The report found that Kilkenny and Dublin had the highest rates of business failures last year at 25 and 24 per 10,000 companies respectively, while Cork had an average of 12.

The arts and entertainment sector was the worst hit with 85 insolvencies per 10,000 companies. It was followed by travel and transport (47), and then health (36).

The report said retail (8), hospitality (16) and construction (15) had a much lower than expected level of insolvencies, and suggested this may be indicative of State supports targeting those job-intensive service sectors.

At the other end of the spectrum, the lowest rates of insolvencies were in the information and communications, professional, scientific and technical sectors. The report said this was partly due to the ability of those workers to easily transition to working from home.

Comparison

Overall, Ireland’s liquidation rate was 11 per 10,000 companies compared with 26 in the UK. Over the past 17 years, the UK had historically tended to be 35 per cent higher than Ireland in terms of this metric, the report said.

The rate in Northern Ireland was 14, which was significantly lower than Scotland (32) and England/Wales (32).

The report warned there was currently a debt overhang of at least €10 billion made up of warehoused Revenue debt, loans in forbearance, supplier debt, landlords, rates and general utilities.

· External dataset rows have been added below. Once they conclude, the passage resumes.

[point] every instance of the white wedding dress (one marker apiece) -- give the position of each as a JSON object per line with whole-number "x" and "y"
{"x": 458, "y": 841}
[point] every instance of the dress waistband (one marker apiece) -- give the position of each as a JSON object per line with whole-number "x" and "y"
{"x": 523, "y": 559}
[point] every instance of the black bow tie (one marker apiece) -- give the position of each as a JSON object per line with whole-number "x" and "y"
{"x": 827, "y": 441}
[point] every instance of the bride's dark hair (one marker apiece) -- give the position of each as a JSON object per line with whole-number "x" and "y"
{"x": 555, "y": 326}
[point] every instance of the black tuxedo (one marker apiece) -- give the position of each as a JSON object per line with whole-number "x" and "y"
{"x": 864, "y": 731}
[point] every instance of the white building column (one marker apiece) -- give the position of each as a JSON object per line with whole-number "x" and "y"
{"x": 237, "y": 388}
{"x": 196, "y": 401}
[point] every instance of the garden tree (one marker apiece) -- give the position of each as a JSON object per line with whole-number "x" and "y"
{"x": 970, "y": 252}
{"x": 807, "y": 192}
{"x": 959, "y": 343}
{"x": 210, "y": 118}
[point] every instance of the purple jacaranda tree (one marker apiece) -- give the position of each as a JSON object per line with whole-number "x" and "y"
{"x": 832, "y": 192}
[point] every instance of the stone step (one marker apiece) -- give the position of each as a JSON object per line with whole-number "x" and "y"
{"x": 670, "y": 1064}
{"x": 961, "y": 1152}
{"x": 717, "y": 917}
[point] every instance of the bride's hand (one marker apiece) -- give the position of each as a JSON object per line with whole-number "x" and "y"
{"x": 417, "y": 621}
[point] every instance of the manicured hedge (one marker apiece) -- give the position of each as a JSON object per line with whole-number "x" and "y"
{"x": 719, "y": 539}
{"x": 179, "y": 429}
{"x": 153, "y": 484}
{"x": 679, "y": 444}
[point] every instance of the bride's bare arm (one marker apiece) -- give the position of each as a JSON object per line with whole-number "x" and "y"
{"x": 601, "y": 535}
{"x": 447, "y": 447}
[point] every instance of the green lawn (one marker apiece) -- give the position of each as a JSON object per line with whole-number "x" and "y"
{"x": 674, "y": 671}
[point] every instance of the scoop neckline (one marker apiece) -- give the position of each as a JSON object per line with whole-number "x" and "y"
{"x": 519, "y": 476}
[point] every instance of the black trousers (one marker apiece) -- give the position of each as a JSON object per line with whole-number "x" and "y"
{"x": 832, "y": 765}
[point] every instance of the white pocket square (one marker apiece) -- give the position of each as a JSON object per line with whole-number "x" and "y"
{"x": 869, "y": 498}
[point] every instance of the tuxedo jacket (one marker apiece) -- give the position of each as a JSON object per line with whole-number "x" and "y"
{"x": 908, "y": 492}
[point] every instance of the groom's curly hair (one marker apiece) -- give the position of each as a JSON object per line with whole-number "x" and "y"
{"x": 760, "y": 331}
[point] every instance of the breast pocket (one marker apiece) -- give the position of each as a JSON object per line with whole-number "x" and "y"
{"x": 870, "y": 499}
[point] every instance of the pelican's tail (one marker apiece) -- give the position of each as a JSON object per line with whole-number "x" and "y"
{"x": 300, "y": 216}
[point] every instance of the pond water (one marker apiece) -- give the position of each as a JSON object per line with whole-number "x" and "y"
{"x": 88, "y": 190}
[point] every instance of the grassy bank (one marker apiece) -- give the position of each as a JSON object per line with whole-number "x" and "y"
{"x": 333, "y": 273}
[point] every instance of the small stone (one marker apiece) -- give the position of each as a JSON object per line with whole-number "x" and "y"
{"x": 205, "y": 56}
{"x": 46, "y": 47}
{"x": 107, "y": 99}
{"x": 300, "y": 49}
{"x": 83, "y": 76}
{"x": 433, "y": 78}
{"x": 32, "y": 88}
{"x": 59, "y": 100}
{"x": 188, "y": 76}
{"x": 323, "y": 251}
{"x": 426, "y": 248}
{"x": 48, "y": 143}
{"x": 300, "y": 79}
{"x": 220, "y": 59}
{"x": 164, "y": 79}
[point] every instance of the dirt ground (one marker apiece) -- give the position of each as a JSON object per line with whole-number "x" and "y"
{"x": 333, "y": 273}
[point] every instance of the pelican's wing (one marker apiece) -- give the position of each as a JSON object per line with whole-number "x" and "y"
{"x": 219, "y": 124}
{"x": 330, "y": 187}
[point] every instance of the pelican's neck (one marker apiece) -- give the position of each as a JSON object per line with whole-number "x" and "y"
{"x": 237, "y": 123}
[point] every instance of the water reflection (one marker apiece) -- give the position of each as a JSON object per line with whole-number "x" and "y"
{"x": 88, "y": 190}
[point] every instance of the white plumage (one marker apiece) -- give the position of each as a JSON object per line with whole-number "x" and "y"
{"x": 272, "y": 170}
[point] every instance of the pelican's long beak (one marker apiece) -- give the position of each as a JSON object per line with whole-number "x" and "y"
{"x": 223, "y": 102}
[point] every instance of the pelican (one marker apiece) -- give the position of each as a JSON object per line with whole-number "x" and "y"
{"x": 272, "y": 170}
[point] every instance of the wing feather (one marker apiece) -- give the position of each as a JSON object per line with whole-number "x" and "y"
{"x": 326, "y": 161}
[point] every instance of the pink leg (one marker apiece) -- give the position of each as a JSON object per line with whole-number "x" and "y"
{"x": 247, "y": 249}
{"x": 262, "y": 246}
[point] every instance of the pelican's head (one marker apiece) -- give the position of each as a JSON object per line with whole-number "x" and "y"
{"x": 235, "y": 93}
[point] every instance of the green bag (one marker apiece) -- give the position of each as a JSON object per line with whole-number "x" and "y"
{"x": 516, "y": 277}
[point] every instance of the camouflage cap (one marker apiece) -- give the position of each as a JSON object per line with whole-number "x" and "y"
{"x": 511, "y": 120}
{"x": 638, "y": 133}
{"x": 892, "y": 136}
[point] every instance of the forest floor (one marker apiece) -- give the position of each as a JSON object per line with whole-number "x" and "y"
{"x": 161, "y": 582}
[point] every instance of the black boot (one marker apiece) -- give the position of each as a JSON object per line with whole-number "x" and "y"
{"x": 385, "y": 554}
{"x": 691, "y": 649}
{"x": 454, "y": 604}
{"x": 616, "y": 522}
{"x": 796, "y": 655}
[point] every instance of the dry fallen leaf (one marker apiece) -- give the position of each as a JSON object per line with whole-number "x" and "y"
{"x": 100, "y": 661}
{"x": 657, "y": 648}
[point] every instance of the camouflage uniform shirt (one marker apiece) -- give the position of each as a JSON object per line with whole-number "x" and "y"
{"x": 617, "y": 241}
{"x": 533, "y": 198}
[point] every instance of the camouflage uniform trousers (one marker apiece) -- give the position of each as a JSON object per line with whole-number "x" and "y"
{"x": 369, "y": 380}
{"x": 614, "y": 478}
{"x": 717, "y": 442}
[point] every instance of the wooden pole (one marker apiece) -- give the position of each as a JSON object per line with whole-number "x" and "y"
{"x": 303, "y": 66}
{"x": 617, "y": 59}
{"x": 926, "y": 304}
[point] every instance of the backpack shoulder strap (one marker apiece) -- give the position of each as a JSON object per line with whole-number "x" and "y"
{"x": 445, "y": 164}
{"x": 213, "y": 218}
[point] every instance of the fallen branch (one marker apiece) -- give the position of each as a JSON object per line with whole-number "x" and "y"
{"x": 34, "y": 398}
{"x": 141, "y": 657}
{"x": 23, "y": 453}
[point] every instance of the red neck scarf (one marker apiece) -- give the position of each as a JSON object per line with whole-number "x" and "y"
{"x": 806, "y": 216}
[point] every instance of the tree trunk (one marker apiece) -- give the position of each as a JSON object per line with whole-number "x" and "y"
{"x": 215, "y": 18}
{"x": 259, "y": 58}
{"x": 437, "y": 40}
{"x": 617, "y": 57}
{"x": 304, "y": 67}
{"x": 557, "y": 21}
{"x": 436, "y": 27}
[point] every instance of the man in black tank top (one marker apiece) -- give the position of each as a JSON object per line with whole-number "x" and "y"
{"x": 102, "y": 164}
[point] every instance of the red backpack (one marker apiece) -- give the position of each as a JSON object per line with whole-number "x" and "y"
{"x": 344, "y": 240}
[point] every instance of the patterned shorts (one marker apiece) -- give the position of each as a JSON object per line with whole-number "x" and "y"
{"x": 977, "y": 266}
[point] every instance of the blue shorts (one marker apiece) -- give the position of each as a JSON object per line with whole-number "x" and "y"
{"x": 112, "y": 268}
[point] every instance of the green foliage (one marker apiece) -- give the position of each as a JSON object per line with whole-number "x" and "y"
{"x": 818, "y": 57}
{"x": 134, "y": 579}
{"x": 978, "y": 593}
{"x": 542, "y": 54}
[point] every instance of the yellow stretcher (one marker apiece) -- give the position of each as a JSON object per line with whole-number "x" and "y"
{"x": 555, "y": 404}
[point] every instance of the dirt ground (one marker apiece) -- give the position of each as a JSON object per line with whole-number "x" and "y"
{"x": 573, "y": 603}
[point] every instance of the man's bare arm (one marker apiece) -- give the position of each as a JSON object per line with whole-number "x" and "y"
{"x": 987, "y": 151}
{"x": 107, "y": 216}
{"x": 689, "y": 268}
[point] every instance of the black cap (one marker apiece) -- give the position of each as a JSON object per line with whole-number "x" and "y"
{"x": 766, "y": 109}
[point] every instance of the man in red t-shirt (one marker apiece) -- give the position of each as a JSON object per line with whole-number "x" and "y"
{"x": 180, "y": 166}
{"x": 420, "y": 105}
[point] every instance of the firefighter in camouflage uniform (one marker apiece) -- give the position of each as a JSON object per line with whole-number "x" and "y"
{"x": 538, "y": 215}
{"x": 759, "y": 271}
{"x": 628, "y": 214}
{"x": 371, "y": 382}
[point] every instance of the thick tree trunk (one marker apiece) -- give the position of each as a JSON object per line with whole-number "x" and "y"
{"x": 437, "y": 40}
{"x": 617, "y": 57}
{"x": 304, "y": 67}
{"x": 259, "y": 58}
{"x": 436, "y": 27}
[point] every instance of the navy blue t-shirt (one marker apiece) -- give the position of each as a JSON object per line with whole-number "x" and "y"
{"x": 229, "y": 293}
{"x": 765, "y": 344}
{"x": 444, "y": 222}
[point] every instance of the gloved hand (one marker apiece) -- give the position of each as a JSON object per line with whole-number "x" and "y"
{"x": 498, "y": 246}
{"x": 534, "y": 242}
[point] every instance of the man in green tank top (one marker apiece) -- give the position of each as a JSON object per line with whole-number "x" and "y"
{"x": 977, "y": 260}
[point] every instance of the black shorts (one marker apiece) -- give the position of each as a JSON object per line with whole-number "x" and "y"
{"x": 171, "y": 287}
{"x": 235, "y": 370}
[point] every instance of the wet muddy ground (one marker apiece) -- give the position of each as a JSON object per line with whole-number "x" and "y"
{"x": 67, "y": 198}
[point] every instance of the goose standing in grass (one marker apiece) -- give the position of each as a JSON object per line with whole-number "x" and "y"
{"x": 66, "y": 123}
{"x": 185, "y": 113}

“This is likely to mean that further support will be required for certain sectors,” said Mr Tyrrell. “Many of the 4,500 companies identified earlier will recover while the economy fully reopens but some will need to proactively repair their balance sheets.

“Many of these companies will need to restructure their debts and will likely look to formal processes such as the Government’s recently launched SME restructuring process and traditional processes such as examinership. We expect to see a step-up in restructuring throughout the course of 2022.”